After touching down in Creve Coeur, the EF-4 twister left a trail of damage from north St. Louis County to the Metro East.

ST. LOUIS — This week's Vintage KSDK takes us back to April 22nd, 2011.

Eleven years ago, a tornado wreaked havoc in our area on the evening of Good Friday.

After touching down in Creve Coeur, the EF-4 twister left a trail of damage from north St. Louis County to the Metro East.

At St. Louis Lambert International Airport, vehicles were tossed like toys, and people ran for cover as the roof and windows on the main terminal were blown away.

Despite the devastation, no one was seriously hurt or killed.

Lambert was forced to close for a few days and damage was estimated at about $20 million.

Credit: ASSOCIATED PRESS
Storm damage is seen at Lambert-St. Louis International Airport Friday, April 22, 2011, in St. Louis. The National Weather Service has confirmed that a tornado that struck the airport, causing several injuries and sending people scurrying for shelter as plated glass shattered around them and also caused damage in several St. Louis County communities. (AP Photo/Jeff Roberson)

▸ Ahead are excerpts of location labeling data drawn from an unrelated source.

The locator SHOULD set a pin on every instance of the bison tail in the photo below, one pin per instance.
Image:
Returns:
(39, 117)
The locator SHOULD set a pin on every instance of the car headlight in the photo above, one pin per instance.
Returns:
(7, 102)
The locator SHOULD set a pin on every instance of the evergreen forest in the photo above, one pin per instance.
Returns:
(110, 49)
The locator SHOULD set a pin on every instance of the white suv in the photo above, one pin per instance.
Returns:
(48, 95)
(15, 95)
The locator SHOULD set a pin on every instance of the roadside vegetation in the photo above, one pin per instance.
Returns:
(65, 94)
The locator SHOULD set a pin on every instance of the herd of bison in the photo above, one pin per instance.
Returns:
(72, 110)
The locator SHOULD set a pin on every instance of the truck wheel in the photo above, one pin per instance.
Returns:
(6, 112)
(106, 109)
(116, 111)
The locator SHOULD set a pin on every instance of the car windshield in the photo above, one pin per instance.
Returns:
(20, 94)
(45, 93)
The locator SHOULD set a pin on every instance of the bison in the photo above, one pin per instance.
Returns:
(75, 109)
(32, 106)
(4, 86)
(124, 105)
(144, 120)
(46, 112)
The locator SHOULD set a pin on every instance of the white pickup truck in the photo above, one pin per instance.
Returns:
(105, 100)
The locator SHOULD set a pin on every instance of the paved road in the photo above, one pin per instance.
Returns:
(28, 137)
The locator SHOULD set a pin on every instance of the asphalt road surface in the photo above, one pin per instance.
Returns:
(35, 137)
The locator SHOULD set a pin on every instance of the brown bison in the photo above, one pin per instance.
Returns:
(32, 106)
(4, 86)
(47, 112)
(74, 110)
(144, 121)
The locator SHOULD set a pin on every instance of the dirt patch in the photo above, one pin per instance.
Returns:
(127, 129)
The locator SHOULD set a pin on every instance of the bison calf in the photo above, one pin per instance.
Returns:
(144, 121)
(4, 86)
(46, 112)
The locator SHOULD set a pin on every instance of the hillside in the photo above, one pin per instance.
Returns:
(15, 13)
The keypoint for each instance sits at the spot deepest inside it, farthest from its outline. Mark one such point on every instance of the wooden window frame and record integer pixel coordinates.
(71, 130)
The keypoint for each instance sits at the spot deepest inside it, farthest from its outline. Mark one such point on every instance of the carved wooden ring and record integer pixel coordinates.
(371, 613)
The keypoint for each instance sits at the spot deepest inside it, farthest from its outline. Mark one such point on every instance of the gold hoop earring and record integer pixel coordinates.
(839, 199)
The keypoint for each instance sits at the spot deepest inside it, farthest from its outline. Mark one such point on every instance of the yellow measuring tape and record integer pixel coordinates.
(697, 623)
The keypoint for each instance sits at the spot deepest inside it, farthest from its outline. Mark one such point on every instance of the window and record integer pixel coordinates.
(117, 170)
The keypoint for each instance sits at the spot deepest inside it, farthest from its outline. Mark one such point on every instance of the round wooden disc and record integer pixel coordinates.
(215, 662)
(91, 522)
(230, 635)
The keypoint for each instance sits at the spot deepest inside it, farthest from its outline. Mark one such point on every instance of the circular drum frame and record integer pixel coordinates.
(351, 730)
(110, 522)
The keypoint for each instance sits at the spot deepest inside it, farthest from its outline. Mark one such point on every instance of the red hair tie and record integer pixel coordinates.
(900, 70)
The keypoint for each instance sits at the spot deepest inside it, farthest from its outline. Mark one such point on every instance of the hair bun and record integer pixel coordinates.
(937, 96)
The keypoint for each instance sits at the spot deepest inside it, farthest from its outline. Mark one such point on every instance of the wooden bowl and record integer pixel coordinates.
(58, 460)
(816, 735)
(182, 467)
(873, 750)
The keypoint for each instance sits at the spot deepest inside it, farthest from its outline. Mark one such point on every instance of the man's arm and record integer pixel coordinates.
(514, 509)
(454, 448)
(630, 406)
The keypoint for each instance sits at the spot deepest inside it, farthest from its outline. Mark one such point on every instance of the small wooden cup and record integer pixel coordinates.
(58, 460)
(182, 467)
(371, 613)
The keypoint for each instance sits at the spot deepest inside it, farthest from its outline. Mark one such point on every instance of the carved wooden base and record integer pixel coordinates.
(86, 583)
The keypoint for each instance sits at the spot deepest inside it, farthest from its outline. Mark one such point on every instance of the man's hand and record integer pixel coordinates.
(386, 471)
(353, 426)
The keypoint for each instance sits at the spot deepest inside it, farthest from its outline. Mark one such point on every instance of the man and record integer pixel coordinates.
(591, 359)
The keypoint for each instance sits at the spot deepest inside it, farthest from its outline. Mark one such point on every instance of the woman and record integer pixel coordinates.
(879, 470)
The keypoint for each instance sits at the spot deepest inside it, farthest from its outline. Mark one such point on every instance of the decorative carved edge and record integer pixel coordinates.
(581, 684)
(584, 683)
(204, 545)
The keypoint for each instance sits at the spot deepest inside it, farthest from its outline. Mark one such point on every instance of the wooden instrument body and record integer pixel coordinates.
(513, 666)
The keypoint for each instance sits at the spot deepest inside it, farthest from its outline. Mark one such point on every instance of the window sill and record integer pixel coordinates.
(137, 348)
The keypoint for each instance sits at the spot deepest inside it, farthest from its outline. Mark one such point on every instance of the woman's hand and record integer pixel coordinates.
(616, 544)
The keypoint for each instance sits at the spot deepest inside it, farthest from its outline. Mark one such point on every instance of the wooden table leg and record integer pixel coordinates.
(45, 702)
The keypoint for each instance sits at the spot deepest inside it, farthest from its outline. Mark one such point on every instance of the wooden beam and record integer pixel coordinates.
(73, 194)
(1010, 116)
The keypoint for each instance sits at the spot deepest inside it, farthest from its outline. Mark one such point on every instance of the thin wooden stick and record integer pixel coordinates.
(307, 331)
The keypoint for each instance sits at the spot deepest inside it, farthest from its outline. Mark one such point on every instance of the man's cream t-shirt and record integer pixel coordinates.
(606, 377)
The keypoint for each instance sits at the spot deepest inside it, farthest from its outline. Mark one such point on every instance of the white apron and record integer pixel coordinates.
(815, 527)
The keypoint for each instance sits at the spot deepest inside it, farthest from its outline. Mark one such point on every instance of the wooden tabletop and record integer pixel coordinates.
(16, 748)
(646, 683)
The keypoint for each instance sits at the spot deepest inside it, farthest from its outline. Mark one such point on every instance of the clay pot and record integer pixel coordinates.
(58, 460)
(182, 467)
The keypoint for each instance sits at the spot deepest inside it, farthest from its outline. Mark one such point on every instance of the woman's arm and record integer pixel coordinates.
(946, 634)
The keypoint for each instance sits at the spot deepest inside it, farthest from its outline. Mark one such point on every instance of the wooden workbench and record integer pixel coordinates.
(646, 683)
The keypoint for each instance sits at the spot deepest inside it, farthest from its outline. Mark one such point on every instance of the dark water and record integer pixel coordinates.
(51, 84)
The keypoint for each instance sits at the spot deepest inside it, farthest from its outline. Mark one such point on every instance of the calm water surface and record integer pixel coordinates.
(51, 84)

One of the most compelling stories of survival came from Beaverton Drive in Bridgeton.

Retired St. Louis police chief Ron Henderson and his wife Peggy were watching TV when they saw a warning about the storm.

They went to the basement.

"I got her down on the ground, got on top of her and then it was just an assault,” recalled Ron. “It was just like a vicious assault."

Nineteen houses on their street were heavily damaged or destroyed.

Ron said after the storm quieted, his wife asked "'what about upstairs?' I could see the sky looking up the steps. I said, ‘I don't think there's an upstairs.’"

"I can remember actually just praying, if you get me through this, I know things will be ok and I'm here for a reason," recalled Peggy.

The Hendersons and many of their neighbors rebuilt. And they're living proof that taking tornado warnings seriously saves lives.

"She said to me, 'oh you're my hero,'” remembered Ron.

“That lasted about 15 minutes, and she said, ‘I'm the one who told you to come down.’ We had this discussion, and she was right, I should have listened. Believe me, any time there's a tornado warning or a storm I'm on alert," said Ron.